PATIENTS RECEIVING OTHER ORAL HYPOGLYCEMIC AGENTS
As with other sulfonylurea hypoglycemic agents, no transition period is
necessary when transferring patients to AMARYL(R). Patients should be observed
carefully (1-2 weeks) for hypoglycemia when being transferred from longer half-
life sulfonylureas (e.g., chlorpropamide) to AMARYL(R) due to potential
overlapping of drug effect.
ANIMAL PHARMACOLOGY:
ANIMAL TOXICOLOGY
Reduced serum glucose values and degranulation of the pancreatic beta cells were
observed in beagle dogs exposed to 320 mg glimepiride/kg/day for 12 months
(approximately 1,000 times the recommended human dose based on surface area). No
evidence of tumor formation was observed in any organ. One female and one male
dog developed bilateral subcapsular cataracts. Non-GLP studies indicated that
glimepiride was unlikely to exacerbate cataract formation. Evaluation of the co-
cataractogenic potential of glimepiride in several diabetic and cataract rat
models was negative and there was no adverse effect of glimepiride on bovine
ocular lens metabolism in organ culture.
HUMAN OPHTHALMOLOGY DATA
Ophthalmic examinations were carried out in over 500 subjects during long-term
studies using the methodology of Taylor and West and Laties et al.

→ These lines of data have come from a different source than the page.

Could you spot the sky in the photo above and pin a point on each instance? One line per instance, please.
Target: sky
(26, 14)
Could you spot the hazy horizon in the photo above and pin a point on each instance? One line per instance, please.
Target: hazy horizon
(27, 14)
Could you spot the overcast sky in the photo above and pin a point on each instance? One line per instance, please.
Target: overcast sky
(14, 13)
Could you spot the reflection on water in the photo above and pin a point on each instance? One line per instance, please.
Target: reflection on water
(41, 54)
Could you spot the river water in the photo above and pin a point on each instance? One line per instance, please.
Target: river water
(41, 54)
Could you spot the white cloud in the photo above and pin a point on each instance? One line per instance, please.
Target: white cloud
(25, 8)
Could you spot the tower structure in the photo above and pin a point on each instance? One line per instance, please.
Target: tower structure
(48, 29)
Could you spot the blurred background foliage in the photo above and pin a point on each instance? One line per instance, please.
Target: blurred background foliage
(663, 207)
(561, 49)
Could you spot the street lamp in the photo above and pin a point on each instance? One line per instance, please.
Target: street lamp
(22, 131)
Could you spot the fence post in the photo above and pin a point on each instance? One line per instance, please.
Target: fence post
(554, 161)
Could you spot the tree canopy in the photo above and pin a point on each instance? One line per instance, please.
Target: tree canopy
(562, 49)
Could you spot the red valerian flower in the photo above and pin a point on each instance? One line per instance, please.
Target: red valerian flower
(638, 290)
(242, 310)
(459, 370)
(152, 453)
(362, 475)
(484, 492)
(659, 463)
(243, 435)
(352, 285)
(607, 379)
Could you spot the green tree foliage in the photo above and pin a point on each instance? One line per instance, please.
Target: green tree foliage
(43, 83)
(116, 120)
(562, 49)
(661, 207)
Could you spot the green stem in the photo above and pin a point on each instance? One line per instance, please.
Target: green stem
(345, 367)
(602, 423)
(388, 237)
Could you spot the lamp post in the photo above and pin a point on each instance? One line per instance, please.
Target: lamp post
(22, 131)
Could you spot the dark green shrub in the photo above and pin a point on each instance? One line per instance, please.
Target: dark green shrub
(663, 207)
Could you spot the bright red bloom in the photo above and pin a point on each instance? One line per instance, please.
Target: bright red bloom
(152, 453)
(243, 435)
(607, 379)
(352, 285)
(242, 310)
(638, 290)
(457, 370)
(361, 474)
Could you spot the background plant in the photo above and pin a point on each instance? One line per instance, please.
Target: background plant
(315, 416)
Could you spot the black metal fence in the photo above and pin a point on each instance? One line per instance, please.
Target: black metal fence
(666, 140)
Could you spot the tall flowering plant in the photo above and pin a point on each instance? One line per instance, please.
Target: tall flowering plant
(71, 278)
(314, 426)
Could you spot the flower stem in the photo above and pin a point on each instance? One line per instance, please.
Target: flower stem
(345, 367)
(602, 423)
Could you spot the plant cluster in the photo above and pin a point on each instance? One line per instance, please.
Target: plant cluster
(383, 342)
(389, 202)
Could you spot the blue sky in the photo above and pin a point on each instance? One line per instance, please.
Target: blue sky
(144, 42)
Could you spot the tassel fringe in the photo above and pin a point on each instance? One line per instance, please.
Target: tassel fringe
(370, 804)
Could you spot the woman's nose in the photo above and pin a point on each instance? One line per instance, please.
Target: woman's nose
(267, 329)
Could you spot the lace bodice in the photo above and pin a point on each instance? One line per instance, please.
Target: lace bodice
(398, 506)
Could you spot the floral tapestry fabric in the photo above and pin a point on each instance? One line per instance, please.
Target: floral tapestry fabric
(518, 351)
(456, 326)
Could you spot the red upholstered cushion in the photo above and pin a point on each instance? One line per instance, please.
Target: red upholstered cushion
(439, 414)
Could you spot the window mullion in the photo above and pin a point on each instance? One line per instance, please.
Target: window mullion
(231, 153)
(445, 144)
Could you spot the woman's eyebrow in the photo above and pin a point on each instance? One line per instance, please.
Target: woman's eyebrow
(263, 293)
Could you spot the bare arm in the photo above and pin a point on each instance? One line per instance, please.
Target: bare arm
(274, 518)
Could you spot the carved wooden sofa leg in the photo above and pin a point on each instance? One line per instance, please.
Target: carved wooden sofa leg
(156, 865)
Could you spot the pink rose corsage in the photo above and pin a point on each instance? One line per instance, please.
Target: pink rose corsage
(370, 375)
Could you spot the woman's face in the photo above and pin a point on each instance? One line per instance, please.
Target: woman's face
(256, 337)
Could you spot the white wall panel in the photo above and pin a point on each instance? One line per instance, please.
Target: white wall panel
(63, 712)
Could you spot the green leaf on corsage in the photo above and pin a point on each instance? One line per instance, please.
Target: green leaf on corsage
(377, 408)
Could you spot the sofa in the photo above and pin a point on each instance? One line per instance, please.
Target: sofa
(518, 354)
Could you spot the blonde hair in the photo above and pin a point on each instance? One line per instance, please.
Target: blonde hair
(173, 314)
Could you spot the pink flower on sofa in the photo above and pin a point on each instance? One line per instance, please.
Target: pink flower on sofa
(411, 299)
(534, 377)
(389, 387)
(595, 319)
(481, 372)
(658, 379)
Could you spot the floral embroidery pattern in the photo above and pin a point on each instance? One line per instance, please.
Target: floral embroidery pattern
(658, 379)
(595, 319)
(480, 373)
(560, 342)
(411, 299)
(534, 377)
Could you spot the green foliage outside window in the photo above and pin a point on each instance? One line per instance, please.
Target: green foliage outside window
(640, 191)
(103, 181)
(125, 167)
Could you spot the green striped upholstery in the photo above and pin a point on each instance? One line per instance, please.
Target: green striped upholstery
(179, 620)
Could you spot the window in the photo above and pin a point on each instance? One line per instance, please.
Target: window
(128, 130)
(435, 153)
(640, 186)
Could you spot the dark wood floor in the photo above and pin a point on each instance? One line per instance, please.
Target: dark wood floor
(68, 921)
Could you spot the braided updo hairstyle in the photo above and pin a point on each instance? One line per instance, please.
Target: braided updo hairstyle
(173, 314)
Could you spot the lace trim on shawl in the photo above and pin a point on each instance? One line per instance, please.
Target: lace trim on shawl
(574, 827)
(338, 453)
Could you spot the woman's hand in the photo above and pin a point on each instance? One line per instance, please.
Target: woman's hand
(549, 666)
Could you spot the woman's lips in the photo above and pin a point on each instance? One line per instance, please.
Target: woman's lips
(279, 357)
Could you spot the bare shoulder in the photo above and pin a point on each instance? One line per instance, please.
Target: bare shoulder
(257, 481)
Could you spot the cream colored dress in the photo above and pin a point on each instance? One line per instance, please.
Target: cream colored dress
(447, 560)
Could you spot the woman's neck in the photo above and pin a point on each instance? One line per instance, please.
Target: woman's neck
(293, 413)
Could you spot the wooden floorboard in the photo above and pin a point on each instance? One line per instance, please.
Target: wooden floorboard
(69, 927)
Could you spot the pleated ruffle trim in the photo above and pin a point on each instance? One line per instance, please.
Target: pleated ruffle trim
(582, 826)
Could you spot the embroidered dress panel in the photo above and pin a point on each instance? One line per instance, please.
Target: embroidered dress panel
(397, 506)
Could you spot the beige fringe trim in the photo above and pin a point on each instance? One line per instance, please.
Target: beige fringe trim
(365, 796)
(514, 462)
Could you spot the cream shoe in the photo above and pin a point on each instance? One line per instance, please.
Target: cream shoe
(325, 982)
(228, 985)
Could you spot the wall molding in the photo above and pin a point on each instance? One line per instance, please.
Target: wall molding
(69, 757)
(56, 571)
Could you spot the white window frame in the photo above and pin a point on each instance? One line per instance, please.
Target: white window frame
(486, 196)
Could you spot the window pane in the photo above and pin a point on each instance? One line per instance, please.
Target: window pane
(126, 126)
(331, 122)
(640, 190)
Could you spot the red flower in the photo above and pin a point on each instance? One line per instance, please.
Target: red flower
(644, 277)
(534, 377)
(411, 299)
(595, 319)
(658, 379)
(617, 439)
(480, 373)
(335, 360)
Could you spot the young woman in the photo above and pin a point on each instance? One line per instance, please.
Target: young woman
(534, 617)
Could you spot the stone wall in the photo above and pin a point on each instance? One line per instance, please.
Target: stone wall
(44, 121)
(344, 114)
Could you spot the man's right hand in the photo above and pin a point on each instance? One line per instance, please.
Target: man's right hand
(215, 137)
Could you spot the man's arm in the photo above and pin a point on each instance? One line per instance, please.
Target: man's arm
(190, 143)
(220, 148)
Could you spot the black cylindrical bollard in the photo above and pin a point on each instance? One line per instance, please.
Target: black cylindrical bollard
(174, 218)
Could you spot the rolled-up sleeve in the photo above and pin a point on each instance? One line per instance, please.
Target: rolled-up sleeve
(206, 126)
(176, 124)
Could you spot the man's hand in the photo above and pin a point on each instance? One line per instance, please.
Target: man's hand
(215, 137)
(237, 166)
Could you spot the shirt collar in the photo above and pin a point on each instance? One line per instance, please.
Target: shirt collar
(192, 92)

No
significant differences were seen between AMARYL(R) and glyburide in the number
of subjects with clinically important changes in visual acuity, intra-ocular
tension, or in any of the five lens-related variables examined.
Ophthalmic examinations were carried out during long-term studies using the
method of Chylack et al. No significant or clinically meaningful differences
were seen between AMARYL(R) and glipizide with respect to cataract progression
by subjective LOCS II grading and objective image analysis systems, visual
acuity, intraocular pressure, and general ophthalmic examination.